Climate Change / ILRI

How local communities are coping with climate change

What are local communities doing to cope with the vagaries of climate change? This was the question that a team of high ranking officials from governments in Eastern and Southern Africa sought answers to during the Regional Workshop on Climate Change a workshop held in Nairobi 1-3 March 2010.

Part of the answer was in ILRI’s Kitengela Conservation Program which they visited on March 2, 2010.  It includes maintaining open rangelands (where wildlife and livestock share pastures) through a land lease program. In this program, community members are paid four (4) USD per-acre per-year for saving their land from subdivision and fencing.

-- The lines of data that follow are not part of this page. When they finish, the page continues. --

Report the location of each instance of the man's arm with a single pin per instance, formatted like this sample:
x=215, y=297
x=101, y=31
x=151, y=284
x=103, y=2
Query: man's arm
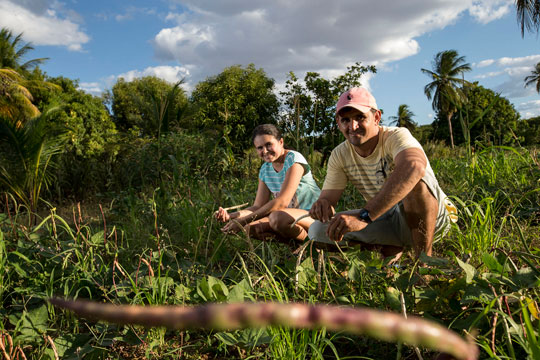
x=323, y=208
x=410, y=167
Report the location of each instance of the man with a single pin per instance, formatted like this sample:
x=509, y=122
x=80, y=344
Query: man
x=405, y=205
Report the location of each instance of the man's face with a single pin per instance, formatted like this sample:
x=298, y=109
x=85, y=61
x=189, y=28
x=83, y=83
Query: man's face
x=268, y=147
x=358, y=127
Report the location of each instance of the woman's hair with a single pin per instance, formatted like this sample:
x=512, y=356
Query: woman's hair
x=266, y=129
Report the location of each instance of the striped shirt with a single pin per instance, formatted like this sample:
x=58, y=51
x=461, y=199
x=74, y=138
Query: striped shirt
x=306, y=193
x=368, y=174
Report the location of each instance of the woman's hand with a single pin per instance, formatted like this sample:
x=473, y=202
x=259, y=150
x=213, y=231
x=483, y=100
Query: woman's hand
x=232, y=227
x=222, y=215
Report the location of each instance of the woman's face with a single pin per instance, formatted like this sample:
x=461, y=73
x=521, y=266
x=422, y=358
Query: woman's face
x=268, y=147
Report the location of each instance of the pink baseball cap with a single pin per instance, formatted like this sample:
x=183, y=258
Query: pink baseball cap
x=358, y=98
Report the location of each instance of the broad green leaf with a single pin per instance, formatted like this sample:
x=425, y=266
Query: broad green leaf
x=476, y=292
x=433, y=261
x=470, y=271
x=491, y=262
x=392, y=298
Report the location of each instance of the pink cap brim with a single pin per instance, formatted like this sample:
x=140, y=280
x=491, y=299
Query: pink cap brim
x=361, y=108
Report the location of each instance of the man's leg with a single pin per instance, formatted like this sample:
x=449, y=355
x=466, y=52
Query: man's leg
x=281, y=221
x=421, y=208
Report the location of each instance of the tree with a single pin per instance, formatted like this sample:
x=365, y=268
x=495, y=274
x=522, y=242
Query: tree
x=404, y=118
x=15, y=98
x=309, y=108
x=135, y=105
x=528, y=14
x=92, y=144
x=234, y=103
x=26, y=152
x=534, y=78
x=12, y=51
x=487, y=118
x=444, y=89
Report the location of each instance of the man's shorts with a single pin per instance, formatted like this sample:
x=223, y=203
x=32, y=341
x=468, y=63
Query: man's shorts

The money is paid quarterly corresponding to schools re-opening.  During the 2009 drought many families relied on these payments entirely because almost all of their livestock died.

Formation of a livestock market access company which will provide information on the market of meat and better livestock breeds thus increasing incomes from livestock marketing is another aspect and so is the running of a cultural village. The Kitengela community with professional advice from ILRI’s People Livestock and Environment Scientists are using this blend of interventions to cushion themselves against unpredictable but fast changing environmental circumstances which threaten the communities’ existence.

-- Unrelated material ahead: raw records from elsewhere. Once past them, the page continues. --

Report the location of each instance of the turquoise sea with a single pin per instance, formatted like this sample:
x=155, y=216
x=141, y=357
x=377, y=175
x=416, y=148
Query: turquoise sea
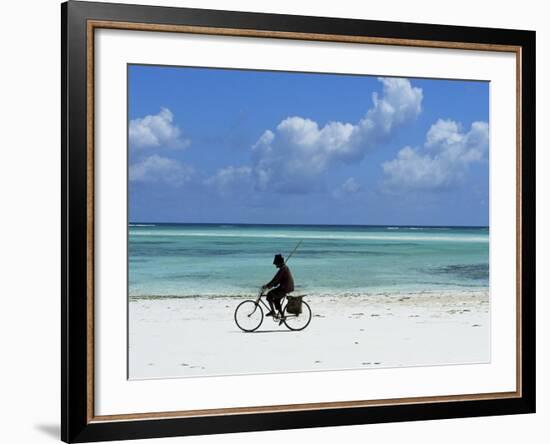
x=222, y=259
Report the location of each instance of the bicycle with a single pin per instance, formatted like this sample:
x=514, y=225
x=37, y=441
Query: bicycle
x=249, y=314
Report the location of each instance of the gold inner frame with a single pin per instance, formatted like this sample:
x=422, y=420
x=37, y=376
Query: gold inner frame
x=96, y=24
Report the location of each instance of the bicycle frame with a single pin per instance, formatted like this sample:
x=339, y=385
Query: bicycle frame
x=267, y=307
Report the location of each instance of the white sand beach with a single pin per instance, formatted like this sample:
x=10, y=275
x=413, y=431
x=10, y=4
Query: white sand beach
x=182, y=337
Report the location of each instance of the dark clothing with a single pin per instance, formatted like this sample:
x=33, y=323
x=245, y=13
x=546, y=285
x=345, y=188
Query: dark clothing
x=283, y=280
x=274, y=298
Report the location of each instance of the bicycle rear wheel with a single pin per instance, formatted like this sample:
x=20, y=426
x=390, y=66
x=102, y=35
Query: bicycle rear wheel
x=298, y=322
x=249, y=315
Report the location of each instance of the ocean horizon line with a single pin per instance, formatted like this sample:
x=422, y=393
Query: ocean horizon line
x=241, y=224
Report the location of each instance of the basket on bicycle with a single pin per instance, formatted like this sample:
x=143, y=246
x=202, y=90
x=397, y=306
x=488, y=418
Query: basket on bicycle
x=294, y=305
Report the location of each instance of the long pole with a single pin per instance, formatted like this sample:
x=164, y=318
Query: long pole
x=290, y=255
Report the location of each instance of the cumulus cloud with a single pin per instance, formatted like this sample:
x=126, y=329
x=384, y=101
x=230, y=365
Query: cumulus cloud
x=442, y=161
x=294, y=156
x=348, y=188
x=228, y=178
x=155, y=131
x=157, y=169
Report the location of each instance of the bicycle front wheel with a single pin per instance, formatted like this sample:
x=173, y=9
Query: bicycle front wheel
x=298, y=322
x=249, y=315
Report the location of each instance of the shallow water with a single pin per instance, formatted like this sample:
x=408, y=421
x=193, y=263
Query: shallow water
x=209, y=259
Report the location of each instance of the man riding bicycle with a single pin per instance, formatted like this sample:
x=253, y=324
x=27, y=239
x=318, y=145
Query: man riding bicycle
x=281, y=284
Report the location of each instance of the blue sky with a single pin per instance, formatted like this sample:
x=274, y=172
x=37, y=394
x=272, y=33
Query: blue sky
x=220, y=146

The workshop was organized by the African Centre for Technology Studies (ACTS) in collaboration with European Capacity Building Initiative (ECBI). The objectives of the workshop were to provide a briefing on the Conference of Parties 15 outcome; discuss what the COP15 Accord means for Africa and the next steps in the UNFCCC negotiations.

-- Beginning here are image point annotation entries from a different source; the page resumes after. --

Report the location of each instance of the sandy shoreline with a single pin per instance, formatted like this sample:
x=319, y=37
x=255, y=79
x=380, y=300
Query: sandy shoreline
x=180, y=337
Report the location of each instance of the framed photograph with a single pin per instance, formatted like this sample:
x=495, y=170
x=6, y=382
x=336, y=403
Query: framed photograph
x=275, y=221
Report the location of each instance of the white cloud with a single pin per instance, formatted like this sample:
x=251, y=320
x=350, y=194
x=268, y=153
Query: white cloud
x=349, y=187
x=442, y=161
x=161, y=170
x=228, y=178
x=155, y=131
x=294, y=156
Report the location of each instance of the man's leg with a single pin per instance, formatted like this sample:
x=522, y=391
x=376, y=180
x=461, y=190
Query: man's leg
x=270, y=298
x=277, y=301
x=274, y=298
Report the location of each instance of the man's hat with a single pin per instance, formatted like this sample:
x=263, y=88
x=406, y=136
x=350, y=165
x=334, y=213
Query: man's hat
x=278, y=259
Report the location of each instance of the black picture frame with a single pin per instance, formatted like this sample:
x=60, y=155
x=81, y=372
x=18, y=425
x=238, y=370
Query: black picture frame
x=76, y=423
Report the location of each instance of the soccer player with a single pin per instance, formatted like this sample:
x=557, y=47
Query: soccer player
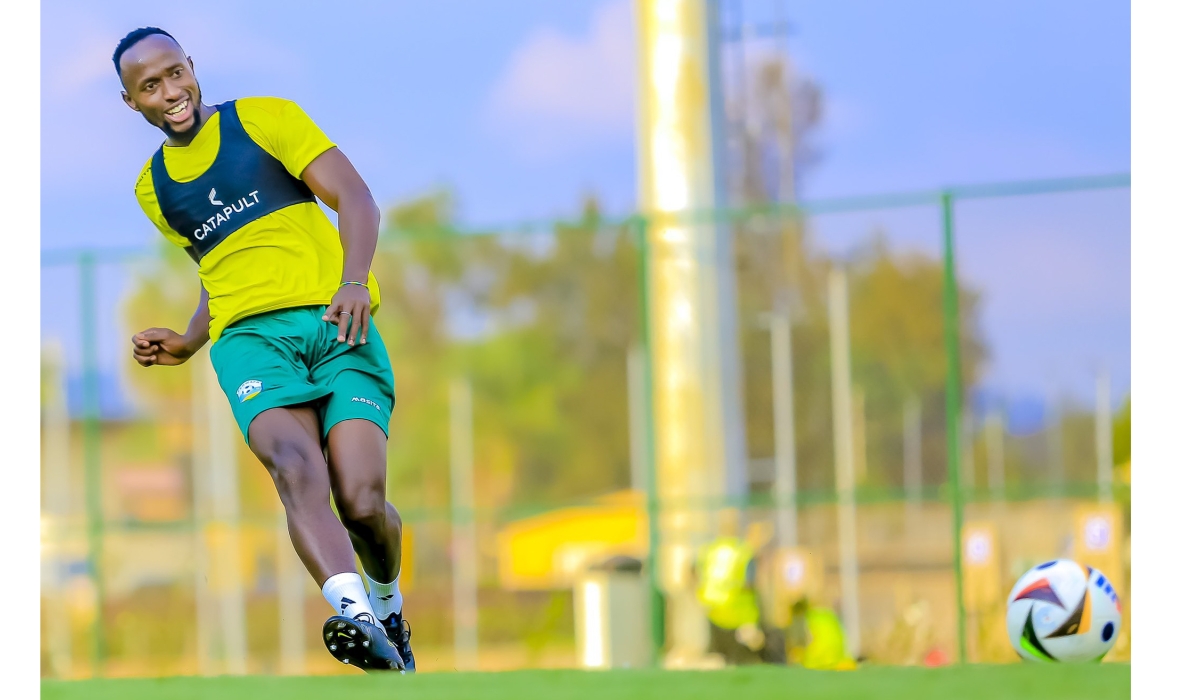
x=287, y=300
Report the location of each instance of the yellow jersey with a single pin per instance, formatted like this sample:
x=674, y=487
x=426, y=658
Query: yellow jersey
x=288, y=258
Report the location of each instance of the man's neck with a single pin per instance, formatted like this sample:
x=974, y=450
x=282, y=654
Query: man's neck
x=185, y=139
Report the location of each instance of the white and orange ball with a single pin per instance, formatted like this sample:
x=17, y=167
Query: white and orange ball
x=1062, y=611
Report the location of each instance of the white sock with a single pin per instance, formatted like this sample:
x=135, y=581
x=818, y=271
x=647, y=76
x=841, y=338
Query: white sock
x=348, y=596
x=385, y=598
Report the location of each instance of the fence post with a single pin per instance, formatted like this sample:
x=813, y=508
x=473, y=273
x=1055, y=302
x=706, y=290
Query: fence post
x=465, y=551
x=952, y=405
x=843, y=452
x=91, y=457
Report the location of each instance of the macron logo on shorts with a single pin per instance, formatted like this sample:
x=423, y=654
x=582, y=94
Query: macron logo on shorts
x=368, y=402
x=248, y=390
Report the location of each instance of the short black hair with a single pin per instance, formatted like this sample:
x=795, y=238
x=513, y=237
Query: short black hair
x=133, y=37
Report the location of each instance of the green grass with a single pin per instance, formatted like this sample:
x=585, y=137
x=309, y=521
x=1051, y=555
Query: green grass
x=978, y=682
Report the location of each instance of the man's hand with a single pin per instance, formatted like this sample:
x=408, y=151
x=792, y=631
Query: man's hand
x=161, y=347
x=350, y=309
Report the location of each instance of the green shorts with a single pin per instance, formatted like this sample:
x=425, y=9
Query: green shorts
x=291, y=357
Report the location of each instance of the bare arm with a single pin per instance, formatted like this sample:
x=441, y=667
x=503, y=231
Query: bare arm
x=166, y=347
x=332, y=177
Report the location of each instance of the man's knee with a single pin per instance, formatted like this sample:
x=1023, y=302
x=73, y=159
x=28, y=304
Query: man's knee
x=365, y=505
x=295, y=466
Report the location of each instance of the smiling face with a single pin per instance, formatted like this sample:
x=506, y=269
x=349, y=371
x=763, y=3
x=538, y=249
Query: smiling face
x=160, y=83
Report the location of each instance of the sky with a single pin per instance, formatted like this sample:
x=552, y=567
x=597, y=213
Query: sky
x=525, y=107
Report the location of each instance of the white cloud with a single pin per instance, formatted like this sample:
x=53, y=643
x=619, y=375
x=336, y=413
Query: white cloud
x=562, y=91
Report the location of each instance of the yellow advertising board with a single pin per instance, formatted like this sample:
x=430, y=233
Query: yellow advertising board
x=547, y=551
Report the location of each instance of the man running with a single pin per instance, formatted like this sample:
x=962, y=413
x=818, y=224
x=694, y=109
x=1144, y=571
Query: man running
x=287, y=300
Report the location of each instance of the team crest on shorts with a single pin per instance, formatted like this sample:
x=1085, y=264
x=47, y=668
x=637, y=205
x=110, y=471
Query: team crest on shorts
x=248, y=390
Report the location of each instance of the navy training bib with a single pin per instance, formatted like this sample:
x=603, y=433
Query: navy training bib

“I come from a pastoral background and I have gained some very useful insights on how to increase pastoral resilience. In my community we cut the grass when there is plenty and store it for the drought. I have now learnt about diversification”, said Undjee Mupurua, Director of Committee Services in Namibia’s Parliament.

“It was very informative and everyone in our group thoroughly enjoyed and appreciated it”, said Saleemul Huq, Senior Fellow at the international Institute for Environment and Development (IIED).